Depuis six mois je suis à GAZA. Chaque fois que j'entends une explosion, je ressens une colère monter en moi. Pourquoi la guerre, pourquoi plonger des milliers de gens dans le chaos, dans le deuil, dans le désarroi. Je pense à ceux qui dans leur bureau confortable, décident d'envoyer des bombes sur des immeubles, sur des populations innocentes, aveugles aux larmes de détresses, sourds aux cris de désespoir. Il sont comme mon arrière-grand-père, ils décident sans état d'âme. Leur objectif :  vaincre, gagner, écraser, avancer, réduire à néant celui qu'ils considèrent comme leur ennemi. Pour lui, pour eux, la négociation n'est possible que sur un champ de ruine. Ces militaires n'ont qu'un bulldozer dans le cerveau, une grenade à la place du cœur, des mitraillettes au bout des doigts. Ils sont des robots implacables, plus rien d'humain. 

 

Combien de morts, d'enfants à jamais mutilés, de familles détruites à cause de ces va-t-en-guerre. Ma famille a-t-elle payé pour les fautes de mon arrière-grand-père ? Aujourd'hui, je suis celle qui reste : mes parents, mon frère sont décédés. Je n'ai jamais eu de cousins, aussi j'ai hérité de la propriété familiale et du château.
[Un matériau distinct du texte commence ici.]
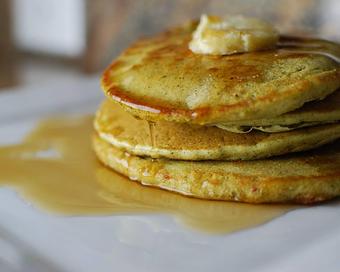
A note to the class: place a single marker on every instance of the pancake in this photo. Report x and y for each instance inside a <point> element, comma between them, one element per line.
<point>193,142</point>
<point>301,178</point>
<point>159,78</point>
<point>311,114</point>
Malgré tout, j'aime me retrouver dans ces murs quand je rentre d'une mission. C'est un lieu où je peux me ressourcer, j'éprouve un sentiment de solidité, de sérénité. Après le spectacle de ces immeubles éventrés, de ces cratères fumants, de ces éboulements, retrouver ces murs, vieux de plusieurs siècles me rassure. C'est le lieu de mon enfance. Lieu de souvenirs. Ma grand-mère m'apprenait à reconnaitre les arbres, les fleurs, les oiseaux. Les mésanges venaient picorer dans le lilas à droite de la terrasse, lorsque je goûtais sous la tonnelle, un rossignol venait tout près guettant les miettes, comme s'il m'avait apprivoisé. J'aime retrouver ce vieux chêne au milieu de la pelouse, avec ses trois grosses branches qui partent d'un tronc massif. Mon grand-père de me déposait sur la plateforme d'où partaient ces trois branches puis je sautais dans ses bras. Ce grand-père, je l'aimais, il était gentil, patient, attentif avec moi. Dans le château, j'aimais la luminosité, une clarté sans éclat, chaleureuse, j'aimais l'odeur à la fois d'encaustique et de poussière. Les meubles et surtout les tableaux me rassuraient, j'avais le sentiment d'appartenance à une famille, à une histoire. C'était le château des … Non je ne veux plus prononcer le nom, je dis le château de la Charité sur Loire, là.

 

Depuis que c'est ma demeure, j'ai cherché à laisser mon empreinte, je me suis délestée des photos, de certains cadres. Tout ce qui pouvait évoquer mon arrière-grand-père est enfermé, archivé dans une malle au grenier.  

 

Je viens de passer six mois à GAZA, éprouvant. Je suis toujours animée d'un sentiment de révolte,  de découragement, d'impuissance. Tous les jours, partout, des blessés et rien, pas de médicaments, pas de lieux où l'on pourrait se sentir en sécurité pour prendre en charge et mettre à l'abri des blessés, où les précautions d'hygiènes sont illusoires. Dépassés, submergés, privés de notre technicité nous sommes tous massivement affectés. Faire face est pourtant une obligation, tenir, ne pas s'effondrer, tout en restant présents, soutenant. 

 

Je me laisse bercer par ce train qui me ramène dans ma ville. Je regarde défiler ce paysage et je m'imagine enfin chez moi. Rentrer, oublier un peu, me reposer, prendre du temps pour lire, pour la poésie, me ressourcer auprès de mon arbre, mon chêne centenaire. Retrouver ce qui tient, ce qui dure, du solide. J'aspire à cette tranquillité, un désir de silence, de solitude. 

 

La grille est ouverte ! Je rêve. Des tentes ! Plus d'une dizaine, plantées là, derrière le mur, sur ma pelouse. Qui leur a permis, ce n'est pas possible, je suis chez moi, vous êtes chez moi. Prévenir la police, qu'ils vident les lieux, immédiatement. 

 

Ouf ! Ils ont été efficaces. Ils ont embarqué tout ce monde, je ne sais pas où mais je ne veux pas savoir, Les tentes ont été vite pliées. Quand même il faut des limites.